Aside from missing food, there are other problems thrown into the broth, Melody Madhavan ’17 said. She found it hard to scrub off the memories of “unwashed dishes, noodles clogging up the drains, and chia seeds on the sponges” in RC4. There were often food stains on the fridges and table tops, which deterred her from cooking in the kitchens. She said students failed to hold themselves responsible for kitchen use in the past.
The buttery kitchens are also closed to protect kitchen equipment. Elm Buttery Manager Adlin Zainal ’17 said Buttery Managers wanted to purchase higher-quality equipment without fear of public mishandling.
The issue of common cooking spaces should not be centered on the butteries, she added. Like the dining hall kitchens, “it was never meant to be a public cooking space,” Zainal said. The main issue is the absence of common kitchen spaces within the campus.
Cooking and baking enthusiast Joanelle Toh ’19 said that she is unhappy with the lack of kitchens. “Part of residential life is also learning to be independent, and I think cooking is one of those skills that help you to do so,” she said.
Given the diverse background of students, cooking means much more than a late night tummy-filler. Sethi said that cooking and sharing cuisines from different cultures can allow students to bond.
Sethi suggested that sky gardens can be turned into makeshift cooking spots. Zainal criticized the lack of common kitchens as a “massive architectural oversight”, one that has inadvertently made the butteries the focal point of this issue.
Taking these architectural oversights into account, the school management discussed alternatives, Saga College Rector Sarah Weiss said. She said the rectors had found spaces that could be converted to student kitchens, but it was deemed unfeasible because “the buildings had already been finished in terms of the laying of pipes and wires.” She said any changes would depend on specific renovations but it was unclear as to when these renovations might occur.
In the interim, some have found short-term solutions to this problem.

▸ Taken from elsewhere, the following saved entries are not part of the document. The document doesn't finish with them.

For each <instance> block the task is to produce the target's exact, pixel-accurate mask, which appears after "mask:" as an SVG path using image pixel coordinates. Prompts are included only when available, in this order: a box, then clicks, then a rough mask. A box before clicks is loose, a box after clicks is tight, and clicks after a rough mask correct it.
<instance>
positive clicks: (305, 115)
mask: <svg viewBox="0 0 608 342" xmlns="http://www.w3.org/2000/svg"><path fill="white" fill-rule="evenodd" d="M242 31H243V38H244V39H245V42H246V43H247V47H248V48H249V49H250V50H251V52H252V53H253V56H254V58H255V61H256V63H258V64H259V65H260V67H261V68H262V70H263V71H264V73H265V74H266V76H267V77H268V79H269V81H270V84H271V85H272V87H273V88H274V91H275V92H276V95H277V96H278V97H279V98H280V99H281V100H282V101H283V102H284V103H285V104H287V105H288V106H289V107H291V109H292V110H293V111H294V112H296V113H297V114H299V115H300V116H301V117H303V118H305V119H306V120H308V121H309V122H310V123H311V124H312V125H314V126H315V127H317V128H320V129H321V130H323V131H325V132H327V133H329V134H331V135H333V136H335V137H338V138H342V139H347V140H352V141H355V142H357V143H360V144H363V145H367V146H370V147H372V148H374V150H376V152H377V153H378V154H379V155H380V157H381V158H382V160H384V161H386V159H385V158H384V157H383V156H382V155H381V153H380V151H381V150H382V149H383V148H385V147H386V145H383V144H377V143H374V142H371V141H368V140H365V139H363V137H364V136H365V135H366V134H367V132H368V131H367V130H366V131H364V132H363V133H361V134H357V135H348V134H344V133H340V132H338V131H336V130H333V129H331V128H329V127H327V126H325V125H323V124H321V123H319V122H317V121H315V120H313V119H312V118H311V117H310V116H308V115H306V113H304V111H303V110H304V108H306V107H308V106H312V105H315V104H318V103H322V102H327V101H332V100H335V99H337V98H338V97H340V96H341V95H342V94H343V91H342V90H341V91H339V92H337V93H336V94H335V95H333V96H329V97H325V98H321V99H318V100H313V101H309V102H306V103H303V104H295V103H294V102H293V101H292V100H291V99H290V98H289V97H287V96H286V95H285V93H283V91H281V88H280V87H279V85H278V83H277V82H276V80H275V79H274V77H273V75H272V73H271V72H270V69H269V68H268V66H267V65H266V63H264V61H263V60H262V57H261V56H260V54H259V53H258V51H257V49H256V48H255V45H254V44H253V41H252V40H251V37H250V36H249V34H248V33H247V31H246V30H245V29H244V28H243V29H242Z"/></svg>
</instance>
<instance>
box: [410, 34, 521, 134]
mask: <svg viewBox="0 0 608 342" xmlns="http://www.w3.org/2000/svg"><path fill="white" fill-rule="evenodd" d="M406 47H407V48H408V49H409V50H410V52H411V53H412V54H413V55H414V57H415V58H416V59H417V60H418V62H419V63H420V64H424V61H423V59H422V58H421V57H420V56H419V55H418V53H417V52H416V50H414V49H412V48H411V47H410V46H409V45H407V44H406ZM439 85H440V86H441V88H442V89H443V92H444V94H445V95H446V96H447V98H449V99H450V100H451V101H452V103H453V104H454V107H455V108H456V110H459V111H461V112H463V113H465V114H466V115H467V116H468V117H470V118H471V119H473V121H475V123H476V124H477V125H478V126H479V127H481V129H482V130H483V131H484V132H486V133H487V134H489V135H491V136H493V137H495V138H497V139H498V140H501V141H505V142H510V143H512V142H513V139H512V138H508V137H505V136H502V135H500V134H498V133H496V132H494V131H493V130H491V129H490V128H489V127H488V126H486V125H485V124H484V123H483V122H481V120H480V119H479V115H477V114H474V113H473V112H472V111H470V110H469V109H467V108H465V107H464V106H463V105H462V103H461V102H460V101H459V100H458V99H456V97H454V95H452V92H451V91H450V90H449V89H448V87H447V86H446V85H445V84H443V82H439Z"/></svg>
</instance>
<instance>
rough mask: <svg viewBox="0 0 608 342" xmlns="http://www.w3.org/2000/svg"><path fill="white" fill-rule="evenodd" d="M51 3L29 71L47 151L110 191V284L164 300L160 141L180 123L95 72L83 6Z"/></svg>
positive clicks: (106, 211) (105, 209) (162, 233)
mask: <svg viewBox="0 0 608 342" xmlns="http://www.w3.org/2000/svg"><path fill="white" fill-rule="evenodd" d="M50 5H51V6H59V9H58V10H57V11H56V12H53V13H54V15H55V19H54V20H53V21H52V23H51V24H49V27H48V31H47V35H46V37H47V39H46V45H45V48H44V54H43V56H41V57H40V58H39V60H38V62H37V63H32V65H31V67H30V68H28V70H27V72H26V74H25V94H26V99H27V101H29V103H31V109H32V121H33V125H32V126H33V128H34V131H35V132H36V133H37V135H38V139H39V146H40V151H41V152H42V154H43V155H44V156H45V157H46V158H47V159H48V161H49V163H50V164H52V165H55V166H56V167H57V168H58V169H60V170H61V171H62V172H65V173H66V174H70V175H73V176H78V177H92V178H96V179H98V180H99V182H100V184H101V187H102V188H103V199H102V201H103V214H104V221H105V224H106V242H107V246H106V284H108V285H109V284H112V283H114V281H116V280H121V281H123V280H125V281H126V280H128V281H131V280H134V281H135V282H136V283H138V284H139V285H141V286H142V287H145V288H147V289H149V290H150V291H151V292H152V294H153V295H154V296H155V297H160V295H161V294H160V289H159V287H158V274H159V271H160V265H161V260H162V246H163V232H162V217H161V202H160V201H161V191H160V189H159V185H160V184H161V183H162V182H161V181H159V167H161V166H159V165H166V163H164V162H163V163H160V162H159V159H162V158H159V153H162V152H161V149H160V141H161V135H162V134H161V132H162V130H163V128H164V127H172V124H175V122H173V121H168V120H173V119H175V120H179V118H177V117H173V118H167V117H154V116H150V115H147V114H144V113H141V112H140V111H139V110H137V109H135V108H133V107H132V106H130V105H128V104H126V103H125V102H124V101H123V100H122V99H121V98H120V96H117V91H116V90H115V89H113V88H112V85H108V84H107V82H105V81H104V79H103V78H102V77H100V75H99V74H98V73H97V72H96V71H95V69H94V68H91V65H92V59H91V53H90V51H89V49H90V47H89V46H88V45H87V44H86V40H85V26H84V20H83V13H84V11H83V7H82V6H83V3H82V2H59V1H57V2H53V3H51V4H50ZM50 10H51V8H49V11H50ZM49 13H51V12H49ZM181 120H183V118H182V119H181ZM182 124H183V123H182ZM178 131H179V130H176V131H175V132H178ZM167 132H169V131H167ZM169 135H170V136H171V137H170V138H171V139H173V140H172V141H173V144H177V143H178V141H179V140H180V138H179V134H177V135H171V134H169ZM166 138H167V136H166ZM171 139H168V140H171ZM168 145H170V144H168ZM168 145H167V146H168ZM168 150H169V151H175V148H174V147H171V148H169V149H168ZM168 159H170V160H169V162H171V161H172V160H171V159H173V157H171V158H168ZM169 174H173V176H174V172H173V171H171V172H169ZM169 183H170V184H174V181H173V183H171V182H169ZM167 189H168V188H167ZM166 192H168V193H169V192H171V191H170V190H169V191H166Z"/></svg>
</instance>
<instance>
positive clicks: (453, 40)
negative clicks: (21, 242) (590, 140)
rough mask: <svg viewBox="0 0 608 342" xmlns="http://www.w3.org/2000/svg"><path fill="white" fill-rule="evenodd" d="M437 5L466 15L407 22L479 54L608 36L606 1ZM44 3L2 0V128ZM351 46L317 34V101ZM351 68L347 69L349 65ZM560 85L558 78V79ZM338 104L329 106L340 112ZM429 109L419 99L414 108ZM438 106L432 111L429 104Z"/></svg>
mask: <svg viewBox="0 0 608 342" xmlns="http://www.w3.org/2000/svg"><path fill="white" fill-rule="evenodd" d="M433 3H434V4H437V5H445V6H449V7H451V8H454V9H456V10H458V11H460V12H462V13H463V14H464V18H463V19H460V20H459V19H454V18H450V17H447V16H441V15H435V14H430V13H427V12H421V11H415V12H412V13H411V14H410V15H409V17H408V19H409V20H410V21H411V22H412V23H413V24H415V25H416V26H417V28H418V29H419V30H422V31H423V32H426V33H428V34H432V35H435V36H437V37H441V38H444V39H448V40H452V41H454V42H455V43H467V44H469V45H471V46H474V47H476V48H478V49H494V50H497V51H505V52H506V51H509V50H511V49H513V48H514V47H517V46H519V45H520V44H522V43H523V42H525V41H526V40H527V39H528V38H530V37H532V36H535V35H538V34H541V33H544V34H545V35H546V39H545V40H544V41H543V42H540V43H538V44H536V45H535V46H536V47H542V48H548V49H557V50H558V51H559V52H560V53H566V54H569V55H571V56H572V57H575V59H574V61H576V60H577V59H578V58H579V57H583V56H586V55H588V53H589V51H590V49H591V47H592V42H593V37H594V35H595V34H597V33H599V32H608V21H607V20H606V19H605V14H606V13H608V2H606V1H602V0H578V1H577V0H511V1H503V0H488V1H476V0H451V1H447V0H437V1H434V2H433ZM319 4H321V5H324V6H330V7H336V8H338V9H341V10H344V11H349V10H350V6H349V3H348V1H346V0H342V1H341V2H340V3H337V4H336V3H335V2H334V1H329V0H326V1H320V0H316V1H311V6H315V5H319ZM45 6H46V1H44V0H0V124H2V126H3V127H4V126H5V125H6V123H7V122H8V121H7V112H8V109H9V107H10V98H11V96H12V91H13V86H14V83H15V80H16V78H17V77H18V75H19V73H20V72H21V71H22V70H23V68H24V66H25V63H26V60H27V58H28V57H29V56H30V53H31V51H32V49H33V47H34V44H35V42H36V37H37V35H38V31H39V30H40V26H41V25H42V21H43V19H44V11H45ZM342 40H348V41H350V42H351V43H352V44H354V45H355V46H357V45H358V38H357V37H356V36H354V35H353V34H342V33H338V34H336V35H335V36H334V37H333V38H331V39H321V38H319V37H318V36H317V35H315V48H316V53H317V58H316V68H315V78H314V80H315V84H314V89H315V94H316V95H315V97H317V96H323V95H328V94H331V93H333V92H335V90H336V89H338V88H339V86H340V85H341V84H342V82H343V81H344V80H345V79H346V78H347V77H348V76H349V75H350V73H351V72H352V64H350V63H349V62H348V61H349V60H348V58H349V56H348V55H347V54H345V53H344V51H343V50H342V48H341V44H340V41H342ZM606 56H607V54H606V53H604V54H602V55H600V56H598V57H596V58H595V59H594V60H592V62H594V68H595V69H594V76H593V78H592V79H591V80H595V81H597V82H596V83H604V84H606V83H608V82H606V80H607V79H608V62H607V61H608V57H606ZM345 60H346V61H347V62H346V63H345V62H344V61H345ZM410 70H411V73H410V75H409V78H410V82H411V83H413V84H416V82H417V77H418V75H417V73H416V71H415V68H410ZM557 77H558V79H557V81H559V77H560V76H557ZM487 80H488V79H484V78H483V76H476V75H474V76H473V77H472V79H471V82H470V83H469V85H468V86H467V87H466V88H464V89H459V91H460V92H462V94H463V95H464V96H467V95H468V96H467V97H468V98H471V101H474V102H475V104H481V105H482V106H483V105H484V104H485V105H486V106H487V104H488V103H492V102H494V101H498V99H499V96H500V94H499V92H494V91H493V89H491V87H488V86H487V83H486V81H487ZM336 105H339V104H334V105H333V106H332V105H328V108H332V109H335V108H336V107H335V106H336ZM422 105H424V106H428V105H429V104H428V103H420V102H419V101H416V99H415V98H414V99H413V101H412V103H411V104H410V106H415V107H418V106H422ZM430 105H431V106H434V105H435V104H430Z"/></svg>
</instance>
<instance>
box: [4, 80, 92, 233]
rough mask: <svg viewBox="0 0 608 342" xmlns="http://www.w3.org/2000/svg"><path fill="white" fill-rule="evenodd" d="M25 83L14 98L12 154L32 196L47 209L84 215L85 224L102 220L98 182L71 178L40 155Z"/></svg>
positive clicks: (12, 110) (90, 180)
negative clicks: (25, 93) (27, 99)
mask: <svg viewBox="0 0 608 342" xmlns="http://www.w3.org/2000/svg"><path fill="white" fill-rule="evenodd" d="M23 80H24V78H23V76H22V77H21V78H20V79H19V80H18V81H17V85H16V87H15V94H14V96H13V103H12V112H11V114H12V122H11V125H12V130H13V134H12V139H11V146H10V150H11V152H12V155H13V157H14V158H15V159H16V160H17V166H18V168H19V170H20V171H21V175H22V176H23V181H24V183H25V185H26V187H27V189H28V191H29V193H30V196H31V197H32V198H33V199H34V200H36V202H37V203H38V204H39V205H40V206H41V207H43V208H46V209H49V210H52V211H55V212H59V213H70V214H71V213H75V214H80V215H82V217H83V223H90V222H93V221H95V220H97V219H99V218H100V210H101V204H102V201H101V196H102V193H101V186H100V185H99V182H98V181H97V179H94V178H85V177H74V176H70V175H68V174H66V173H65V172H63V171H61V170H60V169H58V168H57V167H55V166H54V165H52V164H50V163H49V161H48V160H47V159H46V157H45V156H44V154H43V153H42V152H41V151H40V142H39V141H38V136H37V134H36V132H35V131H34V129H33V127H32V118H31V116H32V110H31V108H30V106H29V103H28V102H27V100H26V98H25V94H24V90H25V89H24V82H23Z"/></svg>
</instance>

Madhavan said kettles and induction cookers are sufficient and butteries can satisfy her late-night cravings. Some rectors, such as Ms. Weiss and Cendana Vice-Rector Catherine Sanger, have also opened up their personal kitchens to students. This might happen more regularly in the future, Ms. Weiss said.
Despite these discussions and short-term solutions, there is residual dissatisfaction. “I want to cook,” Sethi said, “and not cook with the hat of a chef, but just for passion and myself.” This vision, it seems, is not one that can be easily attained just yet.